Jones is a celebrated and respected Los Angeles-based musician, originally from South Africa and, as it turns out, she doesn’t do anything in half measures.

“I said, ‘I want to do this like the old school bands,’” Miss Velvet says. “Like, ‘I want you to live with me and write this record with me where you’re seeing a lot of the topics we talk about. In this record are the transition of post-pandemic and motherhood to rock star, back to mother and how we navigate that, and the sexual expression of a woman, in a mature state.’ All these aspects that I wanted to come through on the record, she was like, ‘Then I need to live with you – I need to see this happen in real time.’ So I feel like that initial stage of her living with me for two and a half months and, we have a little studio downstairs, us being able to run up and down the steps and take a breather outside in nature or walk to the beach with my girls and then come back and finish writing a song, it just had this very free feeling. It translated so well on the record.”
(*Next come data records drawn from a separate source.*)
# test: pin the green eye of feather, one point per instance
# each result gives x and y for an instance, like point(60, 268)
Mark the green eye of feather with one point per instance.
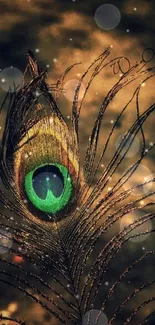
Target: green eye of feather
point(49, 187)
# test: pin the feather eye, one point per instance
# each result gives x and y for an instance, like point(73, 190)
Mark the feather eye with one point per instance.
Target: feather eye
point(44, 166)
point(75, 217)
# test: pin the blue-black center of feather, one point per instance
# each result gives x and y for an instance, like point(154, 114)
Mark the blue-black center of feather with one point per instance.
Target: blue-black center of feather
point(47, 178)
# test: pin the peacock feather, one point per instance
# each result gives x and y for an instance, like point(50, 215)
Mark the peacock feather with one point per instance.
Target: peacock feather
point(61, 212)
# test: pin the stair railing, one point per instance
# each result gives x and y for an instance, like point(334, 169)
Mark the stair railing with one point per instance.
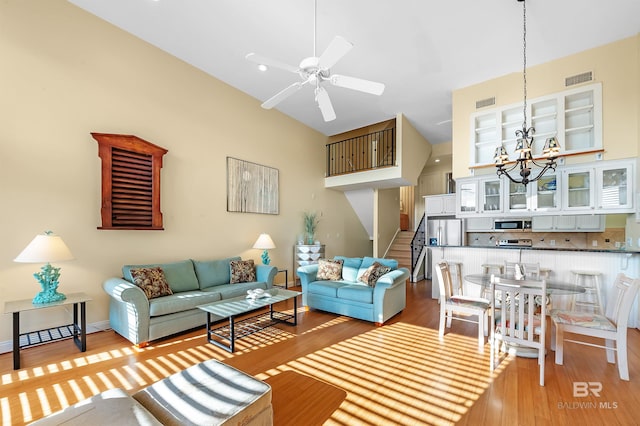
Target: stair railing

Her whole experience has been detailed on the new album Traveler. An autobiographical body of work set to unmistakably classic rock tunes, Traveler sounds both deeply personal and wonderfully relatable. Here in L.A., she says, the rock that she loves is still alive and well.

“I feel like in L.A., rock ‘n’ roll is so alive and thriving here,” she says. “I feel like it’s pretty woven into the DNA. At the shows that I’ve begun to play here, the audience is so accepting of that style of music, and they want it. It was almost just like this warm, welcoming hug for that genre specifically, for classic rock.”
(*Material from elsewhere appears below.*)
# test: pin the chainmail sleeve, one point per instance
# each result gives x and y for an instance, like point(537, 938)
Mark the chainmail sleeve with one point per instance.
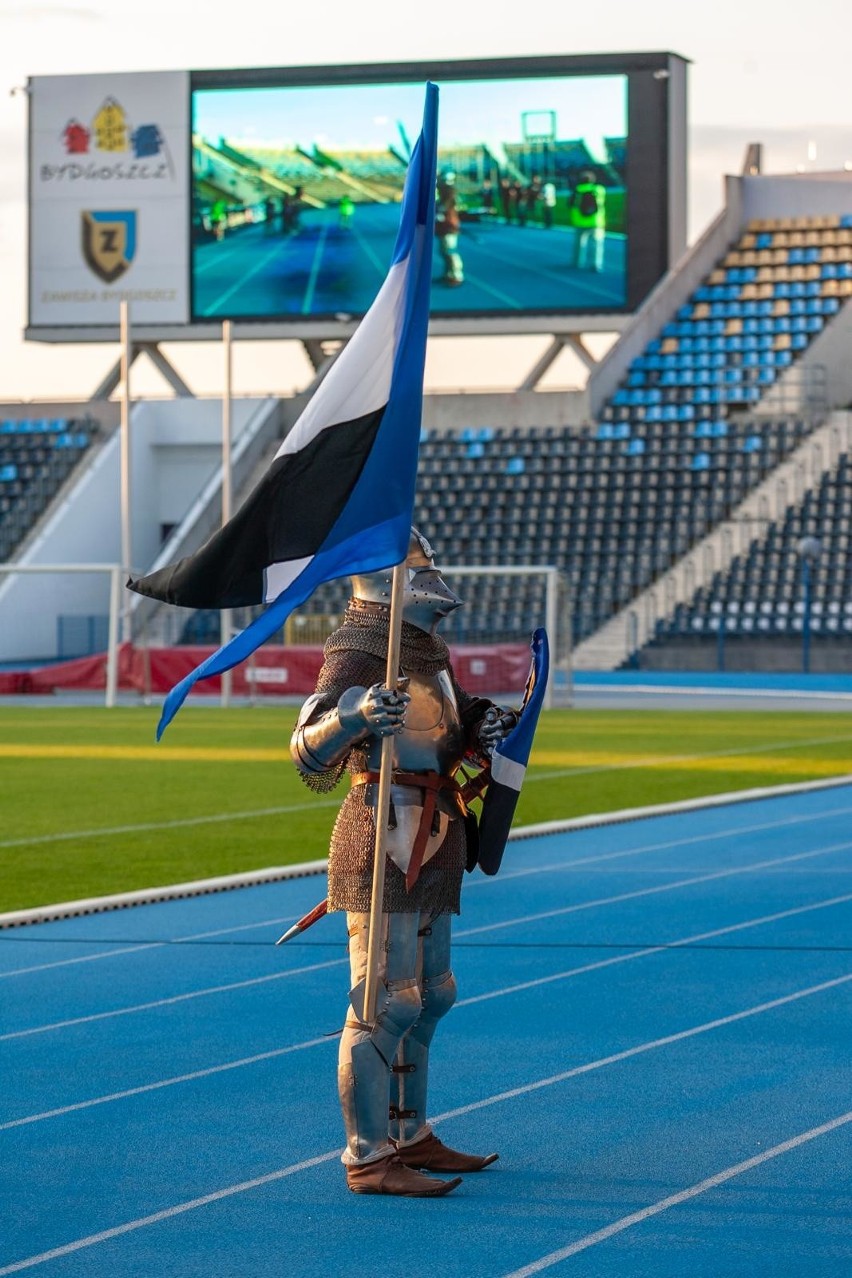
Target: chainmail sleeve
point(340, 671)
Traveler might not be a concept album in the traditional sense, but there is an overarching theme  — one of the physical journey traveled to L.A., but also the mental, spiritual element of being a traveler and the changes that can deliver in your own life.

“That’s why the title track and the name of the album is Traveler, and we explore all these themes,” Miss Velvet says. “We can all be dreamers and we can change our life, change our place, change our luck. And that’s exactly what I needed at that moment.”

The first single from the album is also called “Traveler.”

“That song really is about making the move from my previous life,” she says. “And I think not just from New York, but my single life, and moving into that next phase of being a wife and being a mother to two kids, and how I’m going to straddle that between, you know, home and on the road and being that kind of an artist. I’ve gotten a lot of young moms and older moms and parents and stuff, reaching out to me being like, ‘You know, I needed this.’ I think there’s this big stereotype of like, hey, we have kids and our life stops. And, and I think that’s what’s been so kind of inspiring, to get these messages from mothers and women that are maybe about to enter into that.”

That’s important, and it’s proof that artists don’t have to reach Taylor Swift levels of success to have a positive impact and maybe aid in the smashing of a glass ceiling or two.

“The feedback and the comments have just been really overwhelmingly beautiful and poignant,” Miss Velvet says. “I think it’s just so special when you put something out there into the wild. And I consider this another baby. I’m just putting that baby out there and people are getting it.”

There’s much more to come from Miss Velvet in 2024, including tours and more recording. Now that she’s here in L.A., this Velvet is part of the furniture.

Underground Velvet: Miss Velvet’s Traveler is out now.